His work was the very definition of cool and edgy — Mona Lisa with a rocket-propelled grenade launcher, rats spilling paint, the Queen of England getting a rather regal muff ride from one of her maids. Some argue the thrust of the work was pure vulgarity; a predominantly younger crowd saw commentary on the power of imagination in fighting totalitarianism, and the risk to that power presented by corporate incursion to daily life.
His breakout came in 2005 when he ‘tagged’ (Street Artist term for the act of graffiti drawing) the world’s most famous wall: Israel’s West Bank barrier. Banksy exploded onto the global stage, and with him all of the movement. Street Art could now be sold for hundreds of thousands of dollars and placed in ‘legitimate’ museums.
This shift from a unique form of expression to appropriation by the money-driven art world is documented in Exit Through the Gift Shop. Thierry Guetta, eccentric French citizen, attempts to make a documentary about Banksy and Street Art. When he fails, Banksy takes his footage and makes a documentary about Thierry Guetta and Street Art – telling Thierry to go do some art of his own.
Thierry — tempered and trained by years of filming other Street Artists – proceeds to hire half of LA’s art world on a day rate, helping him pump out avant-garde pop drivel by the pound. This is a man who sees Street Art as synonymous with branding, and as such adopts the appropriate moniker: ‘Mr. Brainwash.’ His show developed into an intensely popular, profitable, and in the end, meaningless venture — he becomes the twisted incarnate of a movement that’s lost all relevancy and original vision.

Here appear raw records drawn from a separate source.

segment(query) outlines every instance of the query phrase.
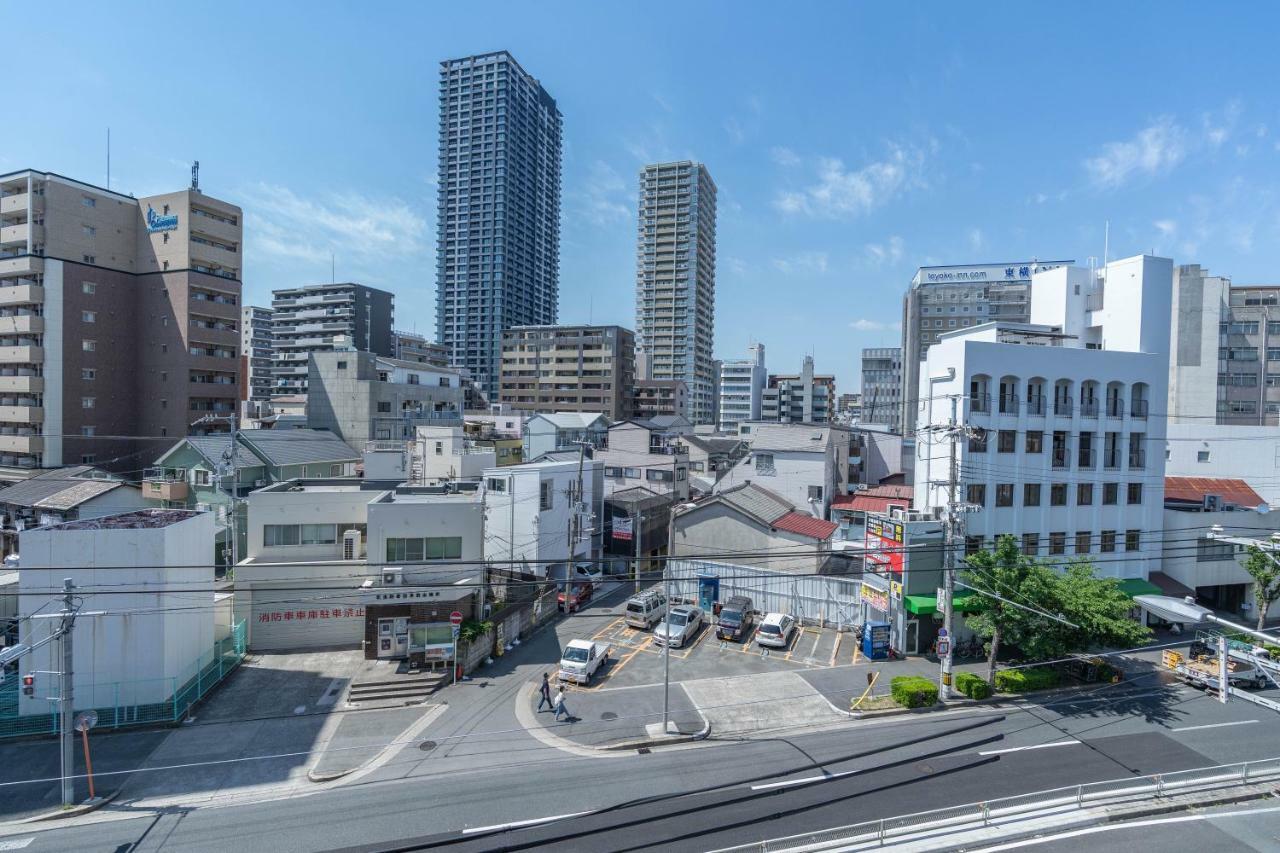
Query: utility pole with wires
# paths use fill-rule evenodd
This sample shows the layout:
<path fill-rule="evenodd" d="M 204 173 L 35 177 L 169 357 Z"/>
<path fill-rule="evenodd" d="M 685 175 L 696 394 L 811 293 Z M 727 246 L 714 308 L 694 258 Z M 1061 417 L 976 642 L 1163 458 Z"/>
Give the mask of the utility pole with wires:
<path fill-rule="evenodd" d="M 671 552 L 676 543 L 676 505 L 680 502 L 676 494 L 676 471 L 680 458 L 671 456 L 671 511 L 667 514 L 667 557 L 662 561 L 662 595 L 667 600 L 663 621 L 667 622 L 671 614 Z M 662 645 L 662 733 L 671 734 L 671 625 L 667 623 L 667 641 Z"/>
<path fill-rule="evenodd" d="M 58 743 L 62 759 L 62 807 L 75 805 L 75 731 L 71 716 L 75 713 L 75 686 L 73 680 L 74 656 L 71 637 L 76 625 L 75 583 L 71 578 L 62 580 L 62 623 L 58 626 L 58 646 L 62 650 L 62 671 L 58 677 Z"/>
<path fill-rule="evenodd" d="M 236 419 L 235 412 L 232 412 L 229 415 L 205 415 L 204 417 L 194 421 L 191 425 L 201 426 L 203 424 L 215 424 L 215 423 L 222 423 L 224 421 L 229 427 L 227 431 L 227 438 L 229 439 L 229 444 L 227 445 L 227 449 L 222 452 L 222 461 L 218 465 L 217 474 L 218 474 L 218 488 L 220 488 L 223 492 L 225 492 L 231 498 L 231 512 L 228 513 L 228 521 L 229 521 L 228 537 L 230 539 L 230 547 L 229 547 L 230 553 L 228 555 L 230 562 L 228 566 L 234 567 L 237 562 L 236 557 L 237 557 L 237 550 L 239 545 L 239 542 L 236 540 L 236 521 L 237 521 L 236 515 L 237 515 L 237 502 L 240 500 L 240 497 L 237 494 L 237 491 L 240 488 L 240 469 L 236 465 L 236 451 L 240 444 L 240 426 Z M 231 476 L 230 489 L 227 488 L 227 483 L 226 483 L 228 472 L 230 472 L 230 476 Z"/>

Where Banksy could once sell half-million dollar works to Brad Pitt, Angelina Jolie and Christina Agulera, a recent piece to appear in LA was carved out of the cement wall and sold on Ebay for a meager eight grand – the gap in the wall replaced with a poster proclaiming “Banksy is Dead.” Funnily enough, another piece – a little boy in a flower field of childish scrawls, wielding a chain-gun with Crayons for ammunition – was covered with paint and tagged ‘Mr. Brainwash.’ Reports from Twitter say it’s currently being cleaned.

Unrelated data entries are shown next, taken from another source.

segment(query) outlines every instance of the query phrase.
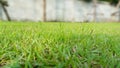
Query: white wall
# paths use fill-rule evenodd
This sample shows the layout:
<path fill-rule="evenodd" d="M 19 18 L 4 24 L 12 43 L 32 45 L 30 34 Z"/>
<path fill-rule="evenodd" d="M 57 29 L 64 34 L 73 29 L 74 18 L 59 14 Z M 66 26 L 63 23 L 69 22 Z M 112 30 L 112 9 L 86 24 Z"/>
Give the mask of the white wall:
<path fill-rule="evenodd" d="M 7 8 L 13 20 L 43 20 L 43 0 L 8 0 Z M 117 9 L 108 3 L 99 3 L 97 12 L 104 15 L 98 15 L 98 21 L 114 19 L 111 13 Z M 48 21 L 93 21 L 93 4 L 77 0 L 47 0 L 47 20 Z M 2 15 L 2 16 L 1 16 Z M 0 10 L 0 17 L 6 19 L 4 13 Z"/>
<path fill-rule="evenodd" d="M 41 0 L 8 0 L 8 11 L 12 19 L 42 20 Z"/>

When placed in the context of an auction (or, say, awards show), Banksy’s work becomes bankrupt of its original flair, venom and power. He’s become like any other wad of poppy Big League Chew – devoid of anything but a slight juvenile streak and tokenized gimmick, in the same echelon as artist Stan Murmur. Failing to win the award, we were denied whatever oh-so predictably flashy prank he had prepard, but perhaps for the best; if he seeks to reclaim legitimacy or relevancy he should stick to the streets.